Conflict of Interest Statement
Within the presented case report, all authors but Timo Reisländer have no conflicts of interest to disclose. Timo Reisländer is an employee of Servier Deutschland GmbH.
Outside the submitted manuscript, Gerlinde M. Michl received honoraria for advisory boards and travel support from Roche, MSD, Servier, BMS, Sobi, and Merck.

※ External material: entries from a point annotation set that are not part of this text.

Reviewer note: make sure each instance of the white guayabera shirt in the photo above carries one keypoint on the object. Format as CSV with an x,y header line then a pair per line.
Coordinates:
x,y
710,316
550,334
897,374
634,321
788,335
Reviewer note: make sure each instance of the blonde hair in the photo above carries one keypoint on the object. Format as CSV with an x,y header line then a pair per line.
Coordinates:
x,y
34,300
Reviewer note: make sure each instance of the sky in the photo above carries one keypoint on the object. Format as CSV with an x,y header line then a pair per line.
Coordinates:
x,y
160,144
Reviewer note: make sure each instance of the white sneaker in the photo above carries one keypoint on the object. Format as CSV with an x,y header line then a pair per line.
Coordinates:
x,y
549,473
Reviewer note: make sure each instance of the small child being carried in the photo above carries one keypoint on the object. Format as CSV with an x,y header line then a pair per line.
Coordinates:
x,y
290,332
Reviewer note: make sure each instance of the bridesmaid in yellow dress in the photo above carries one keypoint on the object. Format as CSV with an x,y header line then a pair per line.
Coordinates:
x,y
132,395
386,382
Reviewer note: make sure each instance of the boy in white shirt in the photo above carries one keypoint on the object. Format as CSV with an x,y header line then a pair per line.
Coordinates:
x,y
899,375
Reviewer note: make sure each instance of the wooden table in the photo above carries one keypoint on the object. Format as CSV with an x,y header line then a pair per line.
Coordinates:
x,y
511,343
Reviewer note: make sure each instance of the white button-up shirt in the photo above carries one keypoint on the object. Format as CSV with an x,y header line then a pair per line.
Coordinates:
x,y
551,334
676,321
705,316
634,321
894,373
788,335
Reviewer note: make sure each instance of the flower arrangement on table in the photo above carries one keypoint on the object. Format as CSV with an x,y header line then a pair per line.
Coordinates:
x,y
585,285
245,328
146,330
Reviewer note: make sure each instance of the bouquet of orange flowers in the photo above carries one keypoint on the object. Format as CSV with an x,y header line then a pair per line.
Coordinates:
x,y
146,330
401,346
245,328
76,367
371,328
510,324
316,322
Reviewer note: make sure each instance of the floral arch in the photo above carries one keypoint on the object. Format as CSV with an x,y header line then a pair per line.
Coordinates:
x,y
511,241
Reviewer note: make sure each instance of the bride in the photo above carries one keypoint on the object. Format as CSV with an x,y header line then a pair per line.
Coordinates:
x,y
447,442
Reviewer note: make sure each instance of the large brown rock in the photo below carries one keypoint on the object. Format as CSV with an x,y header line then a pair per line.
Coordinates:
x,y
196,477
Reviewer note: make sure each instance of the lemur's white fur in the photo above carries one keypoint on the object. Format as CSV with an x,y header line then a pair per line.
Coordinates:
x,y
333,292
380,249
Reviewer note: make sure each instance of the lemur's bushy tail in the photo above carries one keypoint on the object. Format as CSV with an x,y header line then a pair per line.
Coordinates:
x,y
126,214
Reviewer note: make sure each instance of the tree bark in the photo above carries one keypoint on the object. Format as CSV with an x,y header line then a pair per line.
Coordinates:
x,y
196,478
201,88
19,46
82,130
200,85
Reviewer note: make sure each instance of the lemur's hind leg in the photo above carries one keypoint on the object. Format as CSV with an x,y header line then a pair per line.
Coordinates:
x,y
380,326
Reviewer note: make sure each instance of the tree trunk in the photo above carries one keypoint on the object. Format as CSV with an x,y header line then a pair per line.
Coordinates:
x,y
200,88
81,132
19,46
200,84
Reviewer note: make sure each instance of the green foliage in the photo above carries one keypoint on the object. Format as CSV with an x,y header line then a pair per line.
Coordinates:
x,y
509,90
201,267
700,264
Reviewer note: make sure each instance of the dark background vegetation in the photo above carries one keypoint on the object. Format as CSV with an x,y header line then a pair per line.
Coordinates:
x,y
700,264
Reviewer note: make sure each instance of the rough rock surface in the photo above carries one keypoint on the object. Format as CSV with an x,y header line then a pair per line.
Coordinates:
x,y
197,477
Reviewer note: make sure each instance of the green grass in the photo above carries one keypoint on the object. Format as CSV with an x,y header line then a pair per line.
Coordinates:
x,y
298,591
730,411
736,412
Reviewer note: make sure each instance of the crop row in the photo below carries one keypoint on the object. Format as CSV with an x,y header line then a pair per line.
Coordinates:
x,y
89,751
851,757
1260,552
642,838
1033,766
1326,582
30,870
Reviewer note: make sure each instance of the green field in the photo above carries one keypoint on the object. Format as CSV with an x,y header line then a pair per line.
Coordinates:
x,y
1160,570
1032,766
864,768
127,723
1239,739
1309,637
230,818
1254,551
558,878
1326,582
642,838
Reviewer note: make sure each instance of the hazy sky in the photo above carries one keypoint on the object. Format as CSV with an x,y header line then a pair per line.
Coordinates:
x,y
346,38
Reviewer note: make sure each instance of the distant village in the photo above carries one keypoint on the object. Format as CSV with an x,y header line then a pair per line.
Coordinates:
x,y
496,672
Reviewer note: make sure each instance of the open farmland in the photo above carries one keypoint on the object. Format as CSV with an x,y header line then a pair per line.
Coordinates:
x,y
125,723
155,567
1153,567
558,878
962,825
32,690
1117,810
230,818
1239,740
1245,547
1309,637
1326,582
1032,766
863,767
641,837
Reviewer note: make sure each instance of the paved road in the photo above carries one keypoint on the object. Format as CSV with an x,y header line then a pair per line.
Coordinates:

Florian Vogt holds a reader function for the Bayer AG. Marlies Michl received honoraria for talks and advisory boards from SIRTeX, Roche, MSD, Servier, BMS, and Merck, and travel support from SIRTeX, Amgen, MSD, BMS, Sobi, and Merck.
Funding Sources
The publication of the present manuscript was funded by Servier Deutschland GmbH.
Author Contributions
Gerlinde M. Michl, Timo Reisländer, and Marlies Michl wrote the manuscript. Gerlinde M. Michl and Marlies Michl treated the patient as the oncologists in charge. Andreas Nouriani was the gastroenterologist in charge who performed several endoscopies and performed ultrasound-guided liver biopsy. Marcus Kremer conducted pathological investigations on various tumor tissue specimen including immunohistochemistry, provided the pictures, and reviewed the manuscript. Florian Vogt was the clinical radiologist in charge, provided the radiological pictures, and reviewed the manuscript. Roland Ladurner was the surgeon in charge where oncologic hemicolectomy took place and the port catheter was implanted, and he reviewed the manuscript. Thus, all authors substantially contributed to the patient’s diagnosis, his treatment, and/or writing of the manuscript.
Data Availability Statement
All data generated or analyzed during this study are included in this article. Further inquiries can be directed to the corresponding author.